酔夢ingVOICElog別館 などで扱われているので、遅れ馳せながら弊blogでもを取り扱ってみる。憲法記念日朝日の社説 今週中には消えてしまうので、まあ未読のかたは読んで慨嘆して欲しい。


--引用--
「あなたは改憲ですか、護憲ですか」と街頭インタビューで聞かれた30代の男性は「どっちかって言うと改憲な感じです」と答えた。

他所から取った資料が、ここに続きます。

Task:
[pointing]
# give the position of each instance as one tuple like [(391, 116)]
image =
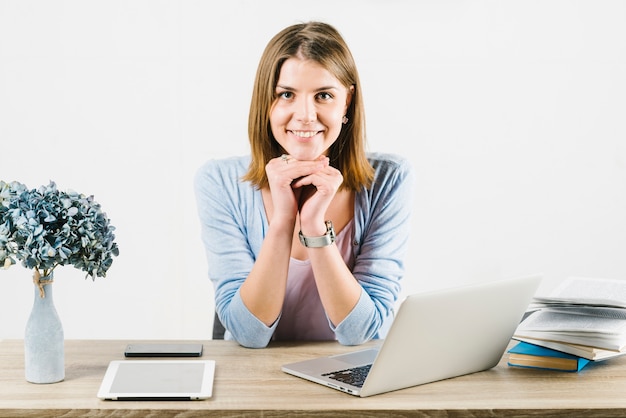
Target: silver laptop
[(434, 336)]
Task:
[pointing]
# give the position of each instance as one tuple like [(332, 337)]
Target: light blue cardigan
[(234, 224)]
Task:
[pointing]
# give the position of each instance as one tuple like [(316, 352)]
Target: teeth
[(304, 134)]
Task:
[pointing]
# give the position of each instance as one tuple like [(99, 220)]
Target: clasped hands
[(303, 187)]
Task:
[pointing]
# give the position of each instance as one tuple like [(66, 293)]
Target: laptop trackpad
[(358, 357)]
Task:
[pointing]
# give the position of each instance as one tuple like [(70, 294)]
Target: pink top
[(303, 317)]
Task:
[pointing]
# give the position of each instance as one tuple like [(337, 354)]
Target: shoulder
[(390, 165), (224, 170)]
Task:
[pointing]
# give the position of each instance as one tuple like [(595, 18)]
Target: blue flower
[(44, 228)]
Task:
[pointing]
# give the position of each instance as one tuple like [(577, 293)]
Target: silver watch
[(317, 242)]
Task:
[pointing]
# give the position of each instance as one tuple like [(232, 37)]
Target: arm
[(382, 216), (232, 225)]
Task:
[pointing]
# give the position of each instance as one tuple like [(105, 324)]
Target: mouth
[(304, 134)]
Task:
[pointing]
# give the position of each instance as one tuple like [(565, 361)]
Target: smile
[(304, 134)]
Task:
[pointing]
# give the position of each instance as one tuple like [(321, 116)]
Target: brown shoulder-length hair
[(322, 43)]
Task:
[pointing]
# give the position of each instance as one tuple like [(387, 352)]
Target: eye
[(285, 95), (324, 96)]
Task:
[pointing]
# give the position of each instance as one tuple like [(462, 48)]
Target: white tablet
[(158, 380)]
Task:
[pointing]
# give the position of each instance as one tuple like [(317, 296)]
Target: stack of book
[(585, 317), (537, 357)]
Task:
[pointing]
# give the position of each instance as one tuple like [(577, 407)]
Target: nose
[(305, 111)]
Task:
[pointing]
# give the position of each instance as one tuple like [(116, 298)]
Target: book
[(580, 312), (590, 353), (533, 356)]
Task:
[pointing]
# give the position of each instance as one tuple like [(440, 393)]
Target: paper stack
[(585, 317)]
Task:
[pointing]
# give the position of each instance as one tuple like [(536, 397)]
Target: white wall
[(511, 112)]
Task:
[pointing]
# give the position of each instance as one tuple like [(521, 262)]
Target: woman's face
[(306, 116)]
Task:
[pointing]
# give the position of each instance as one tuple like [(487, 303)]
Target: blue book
[(534, 356)]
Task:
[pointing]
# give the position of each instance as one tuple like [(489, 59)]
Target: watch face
[(323, 241)]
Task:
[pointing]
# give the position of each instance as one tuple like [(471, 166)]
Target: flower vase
[(44, 360)]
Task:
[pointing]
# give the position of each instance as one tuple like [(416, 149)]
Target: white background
[(512, 112)]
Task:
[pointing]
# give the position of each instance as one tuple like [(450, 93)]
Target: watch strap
[(322, 241)]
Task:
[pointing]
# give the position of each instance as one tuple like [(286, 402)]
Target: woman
[(305, 238)]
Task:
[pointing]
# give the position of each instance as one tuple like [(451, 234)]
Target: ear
[(349, 98)]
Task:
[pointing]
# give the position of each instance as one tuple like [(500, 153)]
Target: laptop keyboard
[(354, 376)]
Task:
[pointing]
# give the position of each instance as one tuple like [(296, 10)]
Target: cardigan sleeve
[(381, 242)]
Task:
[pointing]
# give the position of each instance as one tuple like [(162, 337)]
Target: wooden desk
[(249, 382)]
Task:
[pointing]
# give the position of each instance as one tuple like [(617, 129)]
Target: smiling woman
[(306, 237)]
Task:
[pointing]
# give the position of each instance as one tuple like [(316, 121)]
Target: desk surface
[(249, 382)]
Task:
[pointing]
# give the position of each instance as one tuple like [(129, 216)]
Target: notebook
[(435, 335), (140, 380)]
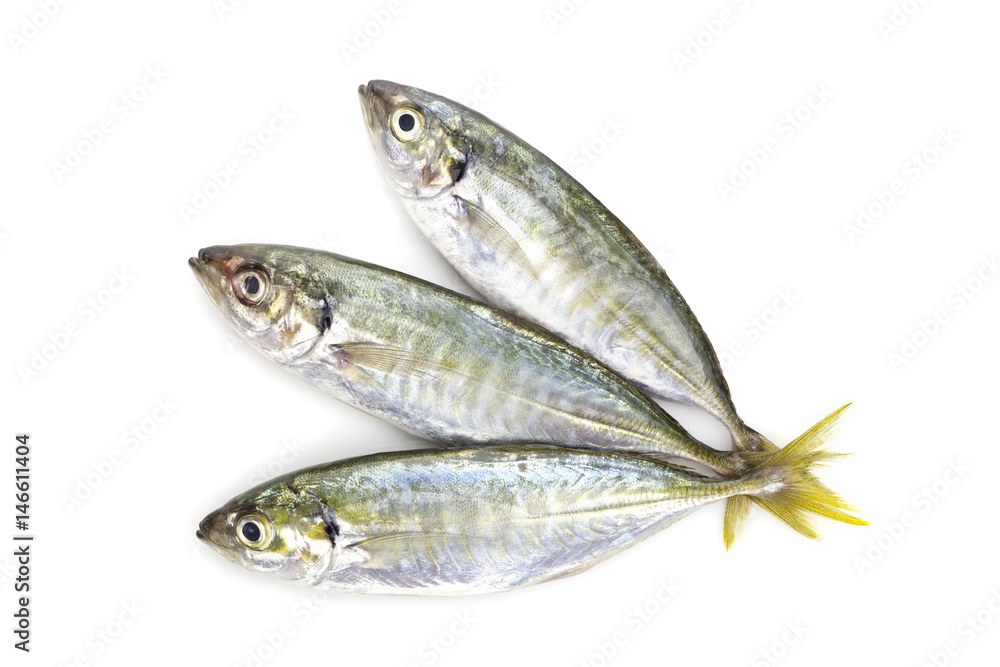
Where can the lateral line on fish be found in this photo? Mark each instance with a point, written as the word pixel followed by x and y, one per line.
pixel 417 360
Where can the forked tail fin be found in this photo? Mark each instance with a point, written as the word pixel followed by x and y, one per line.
pixel 787 488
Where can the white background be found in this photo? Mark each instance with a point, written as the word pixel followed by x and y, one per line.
pixel 892 593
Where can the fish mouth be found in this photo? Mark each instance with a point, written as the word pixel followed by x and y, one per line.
pixel 366 106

 憲法をゼミで学ぶ大学生はこう言った。「護憲ってダサいし、就職にも不利っぽいかも」

 憲法といえば、かつては思想や民主主義をめぐる路線がぶつかりあう硬いテーマだった。ところが最近は気分やスタイルの問題みたいな雰囲気が漂う。
--引用終--


 まず、何処がやった街頭インタビューなのだろうかが気になる。新聞社かテレビ局か雑誌かによってインタビューイの反応は異なるだろうし、テレビ局でもNHK総合とフジテレビでは、フジテレビでもスマスマと報道2001ではやはり異なる反応が得られるだろう。その上、インタビューイにしてもその答にしても、昼間の丸の内などと、夜の神田などでは必然的に異なってくる。ましてテレビでも新聞でも、編集者が望むセンセーショナルな回答の部分だけを切り張りして使っている場合が少なくない。
 そうした経緯を明らかにせずに「かつては思想や民主主義をめぐる路線がぶつかりあう硬いテーマだった。ところが最近は気分やスタイルの問題みたいな雰囲気が漂う」と書くのは、悪質な印象操作と言うほかない。しかも「気分やスタイルの問題みたいな雰囲気」を漂わせているのは上記のように改憲派のほうだという印象操作にすらあるのではないか。まるで「(護憲派が多かった)かつては(中略)硬い(=真面目な)テーマだった」とでも言いたげだ。実際は政権を取ったら自衛隊を認めた旧社会党みたいな手合こそ、「気分やスタイルの問題」で反自衛隊を語っていたのだというのに。
 だいたい全国紙の社説に「気分やスタイルの問題みたいな雰囲気」と書くのは文章として妥当なのだろうか。「気分やスタイルの問題であるかのような雰囲気」とでも記すのが定型というやつではないのかね。こんなんでよく「受験に朝日」などと臆面もなく言えたものである。それから学生も学生だ。そもそも採用の場で護憲か改憲かなど訊かれない。訊くようなDQN企業は社会に訴えて指弾したほうがいい。就職に護憲も改憲もないのである。憲法をゼミで学ぶとは法科か政治学科あたりだろうが、ちょっと足りないんじゃないかね、この学生は。まあ、この“インタビュー”が捏造ではなかったとしての話だが。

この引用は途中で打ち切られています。